• How to remove a link in a PDF that is found in a thousand pages

    From Andrew@21:1/5 to All on Fri May 24 00:04:52 2024
    XPost: comp.text.pdf, comp.editors

    I have a PDF with a link in it of the form:
    http://domain.com
    in a million places (usually at the top, bottom or middle of a page that is mostly empty - where all I want to do is delete it completely.

    I want to delete those links, and the only PDF editor I know of that will delete them easily is the Adobe Acrobat (writer) but it deletes them one by one. Yuck. I'm doing that, but is there a better way?

    Googling, I find that Calibre will delete them but oh my god, is that a complicated action, where you have do css rules and crazy stuff like that.

    You can't just search and replace for some godforsaken reason.

    Hence I implore you for help... where the PDF can be easily converted to
    any epub format if there's another way other than a PDF editor to do it.

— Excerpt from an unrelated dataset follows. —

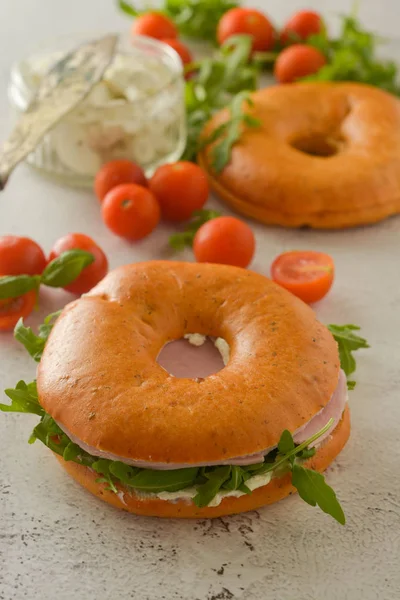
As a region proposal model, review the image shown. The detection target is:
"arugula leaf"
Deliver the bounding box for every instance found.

    --- SoupGate-Win32 v1.05
    * Origin: fsxNet Usenet Gateway (21:1/5)
  • From Paul@21:1/5 to Andrew on Thu May 23 23:00:28 2024
    XPost: comp.text.pdf, comp.editors

    On 5/23/2024 8:04 PM, Andrew wrote:
    I have a PDF with a link in it of the form:
    http://domain.com
    in a million places (usually at the top, bottom or middle of a page that is mostly empty - where all I want to do is delete it completely.

    I want to delete those links, and the only PDF editor I know of that will delete them easily is the Adobe Acrobat (writer) but it deletes them one by one. Yuck. I'm doing that, but is there a better way?

    Googling, I find that Calibre will delete them but oh my god, is that a complicated action, where you have do css rules and crazy stuff like that.

    You can't just search and replace for some godforsaken reason.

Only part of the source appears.